Najchętniej cytowałbym “Dziennik hipopotama” Krzysztofa Vargi masywnie, całymi obszernymi partiami. Byłoby naprawdę warto, bo to frapujący zapis obserwacji, doświadczeń oraz przemyśleń utalentowanego pisarza i błyskotliwego felietonisty, człowieka o zgryźliwym poczuciu humoru i wyrafinowanym – acz wolnym od przesadnej, narcystycznej ostentacji – stylu. To obserwacje i przemyślenia najrozmaitszego autoramentu, o bardzo szerokim spektrum – od refleksji, zazwyczaj autoironicznych, nad sobą samym, aż do uwag nad losem świata całego na przestrzeni dziejów ludzkiej cywilizacji.

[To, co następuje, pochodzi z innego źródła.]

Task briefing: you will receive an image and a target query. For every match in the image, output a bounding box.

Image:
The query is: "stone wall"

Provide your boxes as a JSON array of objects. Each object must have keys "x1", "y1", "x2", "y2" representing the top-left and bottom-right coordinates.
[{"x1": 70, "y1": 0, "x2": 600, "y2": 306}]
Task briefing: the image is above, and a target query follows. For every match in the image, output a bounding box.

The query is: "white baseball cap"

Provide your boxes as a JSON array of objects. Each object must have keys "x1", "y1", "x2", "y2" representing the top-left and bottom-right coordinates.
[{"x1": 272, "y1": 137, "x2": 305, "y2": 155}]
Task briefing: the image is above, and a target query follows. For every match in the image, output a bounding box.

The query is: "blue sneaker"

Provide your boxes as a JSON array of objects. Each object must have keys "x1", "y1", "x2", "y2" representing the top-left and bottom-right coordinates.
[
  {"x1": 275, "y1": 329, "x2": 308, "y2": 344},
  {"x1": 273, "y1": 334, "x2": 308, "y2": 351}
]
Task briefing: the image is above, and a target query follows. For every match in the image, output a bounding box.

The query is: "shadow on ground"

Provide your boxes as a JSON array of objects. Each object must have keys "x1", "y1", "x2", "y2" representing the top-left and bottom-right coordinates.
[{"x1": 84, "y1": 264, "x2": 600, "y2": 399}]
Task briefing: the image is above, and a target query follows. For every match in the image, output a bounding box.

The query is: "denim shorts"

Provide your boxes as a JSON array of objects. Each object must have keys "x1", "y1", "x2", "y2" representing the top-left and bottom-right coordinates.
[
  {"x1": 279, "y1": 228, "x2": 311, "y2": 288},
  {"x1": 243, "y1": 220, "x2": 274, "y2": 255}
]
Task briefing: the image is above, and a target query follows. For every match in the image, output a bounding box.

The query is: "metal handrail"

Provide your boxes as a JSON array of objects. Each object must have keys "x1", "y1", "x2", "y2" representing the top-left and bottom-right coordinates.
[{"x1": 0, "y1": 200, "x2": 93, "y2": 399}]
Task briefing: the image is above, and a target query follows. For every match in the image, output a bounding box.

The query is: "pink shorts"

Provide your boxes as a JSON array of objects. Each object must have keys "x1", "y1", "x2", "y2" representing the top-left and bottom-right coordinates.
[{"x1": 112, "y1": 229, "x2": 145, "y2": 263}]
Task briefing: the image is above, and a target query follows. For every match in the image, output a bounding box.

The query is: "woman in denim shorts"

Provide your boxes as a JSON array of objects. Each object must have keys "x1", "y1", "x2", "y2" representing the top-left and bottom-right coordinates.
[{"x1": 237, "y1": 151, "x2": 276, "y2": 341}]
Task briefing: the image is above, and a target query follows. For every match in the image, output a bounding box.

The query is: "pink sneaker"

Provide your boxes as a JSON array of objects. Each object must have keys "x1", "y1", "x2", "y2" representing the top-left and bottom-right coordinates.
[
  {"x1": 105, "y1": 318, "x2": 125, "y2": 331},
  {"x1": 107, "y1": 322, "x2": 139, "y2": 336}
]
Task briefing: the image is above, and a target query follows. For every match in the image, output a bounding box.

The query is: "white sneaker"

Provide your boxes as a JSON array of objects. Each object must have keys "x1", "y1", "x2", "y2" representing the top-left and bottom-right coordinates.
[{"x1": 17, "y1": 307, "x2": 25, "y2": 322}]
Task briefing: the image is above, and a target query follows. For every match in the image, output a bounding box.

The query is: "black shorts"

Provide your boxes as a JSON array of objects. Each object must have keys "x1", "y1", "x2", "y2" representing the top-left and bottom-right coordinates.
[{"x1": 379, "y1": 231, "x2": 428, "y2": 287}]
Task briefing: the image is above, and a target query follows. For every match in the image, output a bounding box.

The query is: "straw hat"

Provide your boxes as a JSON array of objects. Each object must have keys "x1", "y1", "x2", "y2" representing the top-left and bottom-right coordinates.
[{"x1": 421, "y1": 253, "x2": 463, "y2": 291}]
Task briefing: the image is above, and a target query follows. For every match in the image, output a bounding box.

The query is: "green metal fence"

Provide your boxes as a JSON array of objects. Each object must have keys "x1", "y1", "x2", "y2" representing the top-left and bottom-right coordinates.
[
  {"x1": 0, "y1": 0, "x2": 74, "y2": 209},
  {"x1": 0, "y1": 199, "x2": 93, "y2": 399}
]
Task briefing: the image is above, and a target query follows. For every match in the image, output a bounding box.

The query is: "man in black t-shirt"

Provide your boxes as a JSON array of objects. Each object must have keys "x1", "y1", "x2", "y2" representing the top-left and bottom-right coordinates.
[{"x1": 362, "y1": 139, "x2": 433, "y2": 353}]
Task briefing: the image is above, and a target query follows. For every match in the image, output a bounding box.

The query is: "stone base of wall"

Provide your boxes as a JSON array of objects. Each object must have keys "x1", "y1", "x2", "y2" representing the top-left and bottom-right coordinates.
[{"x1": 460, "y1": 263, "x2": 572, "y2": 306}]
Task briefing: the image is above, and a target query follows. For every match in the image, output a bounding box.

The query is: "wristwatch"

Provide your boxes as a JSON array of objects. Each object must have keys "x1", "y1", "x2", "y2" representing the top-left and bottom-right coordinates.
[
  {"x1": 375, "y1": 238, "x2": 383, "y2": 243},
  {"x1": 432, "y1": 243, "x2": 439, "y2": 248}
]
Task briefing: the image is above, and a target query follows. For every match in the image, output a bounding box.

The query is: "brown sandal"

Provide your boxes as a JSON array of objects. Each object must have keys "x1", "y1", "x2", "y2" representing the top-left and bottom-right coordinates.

No tak, ale ile ja bym się z tego dziennika nacytował w szczupłych ramach niniejszego tekstu? Ot, tyle, co kot napłakał, więc mijałoby się to z celem. Chciałoby się bowiem zacytować, co najmniej, kilkanaście stron co trafniejszych i co smakowitszych passusów, a przecież to nie wchodzi w rachubę. Cytować jednak byłoby trudno także z tego powodu, że materia “Dziennika hipopotamajest na tyle zróżnicowana i migotliwa, iż kilka nawet starannie dobranych cytatów tylko zniekształciłoby jego obraz. Gdybym zacytował, licznie po dzienniku Vargi rozsiane, jego złośliwe, ostre, wręcz miażdżące filipiki, szydercze w stosunku do Kościoła katolickiego, Polski, Polaków i ich odwiecznej nieuleczalnej, najdelikatniej się wyrażając, głupoty i niewyuczalności, szydercze w stosunku do prawicy w ogólności (nawiasem mówiąc lewicy Varga też nie oszczędza) i do tej obecnie rządzącej w szczególności, czy do Dudy Andrzeja, któremu poświęcił  – nie bójmy się tego słowa – soczyście pogardliwy passus, mogłoby to w oczach czytających te słowa zniekształcić obraz tomu jako składającego się głównie z bieżącej publicystyki, a tym samym zniechęcić do lektury tych, którzy mają publicystki oraz codziennej wylewającej się z mediów pyskówki politycznej i światopoglądowej “dośćpo uszy, dzień cały”, jak Dziennikarz z “Wesela” Wyspiańskiego. Powstrzymam się więc od tego, choć jako podzielający w zupełności, a nawet z naddatkiem, poglądy Vargi uczyniłbym to z lubością. Inna sprawa, że sam wydawca mógł stworzyć takie wrażenie, jako że wybrał do pomieszczenia na ostatniej stronie obwoluty cytat akurat takiego autoramentu, kawałek w którym Varga w krótkich, żołnierskich słowach dokonuje gorzkiego rozrachunku z własnym, polskim losem. Z drugiej strony, gdybym zacytował któryś z jego licznych passusów poświęconych literaturze, jej miejscu w krajobrazie współczesnej kultury, także jego autorskim problemom i perypetiom,  a także licznym lekturom autora, też nie oddałbym reprezentatywnie esencji tej warstwy dziennika, a mógłbym zniechęcić do lektury tych, których problematyka – by tak rzec – literacka, zazwyczaj nudzi. I wtedy też bym wyrządził niedźwiedzią przysługę i autorowi i tym jego potencjalnym czytelnikom, którzy złaknieni są przede wszystkim ciekawych obserwacji osób, rzeczy, miejsc, zjawisk i wydarzeń, w tym barwnych epizodów o tzw. anegdotycznym posmaku. Tych upewniam, że znajdą w tym dzienniku to, czego szukają.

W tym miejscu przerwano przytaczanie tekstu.